North Korea has made no secret of its plans to develop a nuclear-tipped missile capable of striking the United States and has ignored international calls to halt its nuclear and missile programmes.

North Korea says its intercontinental ballistic missiles (ICBMs) are a legitimate means of defence against perceived U.S. hostility. It has long accused the United States and South Korea of escalating tensions by conducting military drills.

‘Door To Discussions?’

The United States did not seek regime change, the collapse of the regime, an accelerated reunification of the peninsula or an excuse to send the U.S. military into North Korea, Tillerson said on Monday.

Tillerson also said Washington was willing to talk to Pyongyang if it halted its missile test launches.

Still, he maintained the pressure on North Korea, pressing Thailand on Tuesday for more action against Pyongyang.

North Korea said the sanctions infringed its sovereignty and it was ready to give Washington a “severe lesson” with its strategic nuclear force in response to any U.S. military action.

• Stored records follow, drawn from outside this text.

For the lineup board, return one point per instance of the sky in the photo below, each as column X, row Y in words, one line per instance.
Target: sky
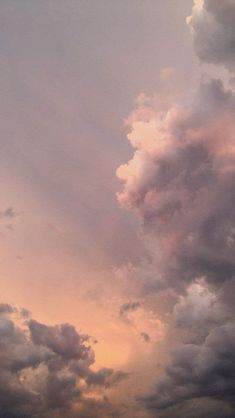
column 117, row 226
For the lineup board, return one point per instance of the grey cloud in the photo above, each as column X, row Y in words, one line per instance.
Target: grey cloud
column 181, row 183
column 106, row 377
column 42, row 367
column 212, row 27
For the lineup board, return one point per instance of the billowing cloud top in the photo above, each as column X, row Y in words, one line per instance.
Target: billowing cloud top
column 181, row 183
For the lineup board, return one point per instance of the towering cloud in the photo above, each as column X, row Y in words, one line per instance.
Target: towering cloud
column 181, row 183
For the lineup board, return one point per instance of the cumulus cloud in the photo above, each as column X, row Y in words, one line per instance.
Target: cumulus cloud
column 180, row 182
column 45, row 371
column 212, row 28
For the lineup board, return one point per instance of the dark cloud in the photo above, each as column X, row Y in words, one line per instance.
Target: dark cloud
column 212, row 27
column 200, row 371
column 106, row 377
column 181, row 183
column 45, row 371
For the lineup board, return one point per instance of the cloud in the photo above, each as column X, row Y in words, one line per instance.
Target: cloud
column 199, row 371
column 180, row 182
column 145, row 336
column 45, row 371
column 212, row 27
column 8, row 213
column 129, row 307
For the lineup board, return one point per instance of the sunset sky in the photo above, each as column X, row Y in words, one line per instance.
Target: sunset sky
column 117, row 222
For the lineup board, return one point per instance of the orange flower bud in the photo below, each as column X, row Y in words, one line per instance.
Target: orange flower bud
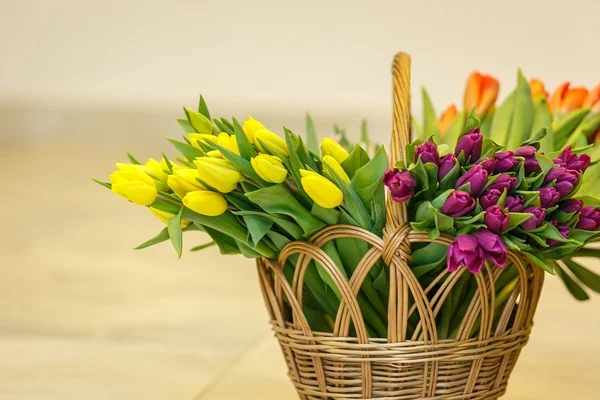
column 537, row 88
column 447, row 117
column 566, row 99
column 481, row 92
column 593, row 100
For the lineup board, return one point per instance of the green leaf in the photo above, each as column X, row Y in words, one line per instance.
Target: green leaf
column 186, row 150
column 431, row 125
column 574, row 288
column 175, row 233
column 161, row 237
column 277, row 199
column 501, row 123
column 185, row 124
column 522, row 116
column 587, row 277
column 203, row 108
column 311, row 135
column 538, row 259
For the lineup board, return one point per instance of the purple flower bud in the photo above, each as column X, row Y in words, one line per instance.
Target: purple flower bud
column 489, row 164
column 537, row 220
column 570, row 160
column 506, row 161
column 470, row 143
column 496, row 219
column 566, row 179
column 514, row 203
column 589, row 219
column 571, row 205
column 489, row 198
column 401, row 183
column 493, row 247
column 528, row 153
column 446, row 164
column 504, row 181
column 562, row 229
column 477, row 177
column 465, row 251
column 428, row 153
column 548, row 197
column 458, row 204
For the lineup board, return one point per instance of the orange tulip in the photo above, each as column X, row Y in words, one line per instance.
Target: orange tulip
column 593, row 100
column 565, row 99
column 537, row 88
column 447, row 117
column 481, row 93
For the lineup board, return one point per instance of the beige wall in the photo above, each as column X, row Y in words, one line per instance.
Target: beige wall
column 330, row 57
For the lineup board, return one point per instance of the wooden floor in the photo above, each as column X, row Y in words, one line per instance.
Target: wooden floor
column 82, row 316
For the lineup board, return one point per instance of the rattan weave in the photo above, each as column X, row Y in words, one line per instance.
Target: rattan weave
column 338, row 366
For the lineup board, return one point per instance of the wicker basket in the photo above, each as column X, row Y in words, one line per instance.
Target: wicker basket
column 337, row 366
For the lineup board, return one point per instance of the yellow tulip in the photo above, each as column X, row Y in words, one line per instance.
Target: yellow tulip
column 205, row 202
column 218, row 173
column 250, row 127
column 165, row 216
column 133, row 184
column 268, row 167
column 200, row 123
column 336, row 167
column 197, row 138
column 264, row 139
column 330, row 147
column 184, row 180
column 321, row 189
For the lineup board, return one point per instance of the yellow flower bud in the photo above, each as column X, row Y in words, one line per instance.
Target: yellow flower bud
column 330, row 147
column 165, row 216
column 268, row 167
column 205, row 202
column 336, row 167
column 250, row 127
column 218, row 173
column 133, row 184
column 197, row 138
column 200, row 123
column 321, row 189
column 184, row 180
column 271, row 141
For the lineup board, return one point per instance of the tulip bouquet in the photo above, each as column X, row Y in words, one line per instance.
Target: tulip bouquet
column 571, row 118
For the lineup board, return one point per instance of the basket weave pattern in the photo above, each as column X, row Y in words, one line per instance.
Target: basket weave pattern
column 337, row 366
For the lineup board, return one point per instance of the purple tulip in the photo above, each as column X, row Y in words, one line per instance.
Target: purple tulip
column 446, row 164
column 458, row 204
column 571, row 205
column 496, row 219
column 570, row 160
column 489, row 164
column 562, row 229
column 477, row 177
column 537, row 220
column 465, row 252
column 514, row 203
column 548, row 197
column 470, row 144
column 504, row 181
column 506, row 161
column 428, row 153
column 566, row 179
column 493, row 247
column 401, row 183
column 528, row 153
column 589, row 219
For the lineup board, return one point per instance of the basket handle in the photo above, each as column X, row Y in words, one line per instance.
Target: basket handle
column 396, row 212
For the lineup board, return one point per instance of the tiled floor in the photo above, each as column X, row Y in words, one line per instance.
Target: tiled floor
column 82, row 316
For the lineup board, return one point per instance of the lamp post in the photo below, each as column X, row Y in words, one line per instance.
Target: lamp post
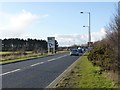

The successful testing of two ICBMs last month suggested the reclusive North was making technical progress, Japan’s annual Defence White Paper warned.

“Since last year, when it forcibly implemented two nuclear tests and more than 20 ballistic missile launches, the security threats have entered a new stage,” the Japanese Defence Ministry said in the 563-page document released on Tuesday.

“It is conceivable that North Korea’s nuclear weapons programme has already considerably advanced and it is possible that North Korea has already achieved the miniaturisation of nuclear weapons and has acquired nuclear warheads,” it said.

South Korea reiterated further resolutions against Pyongyang could follow if it did not pull back.

“North Korea should realise if it doesn’t stop its nuclear, missile provocations, it will face even stronger pressure and sanctions,” Defence Ministry spokesman Moon Sang-gyun told a regular news briefing. “We warn North Korea not to test or misunderstand the will of the South Korea-U.S. alliance.”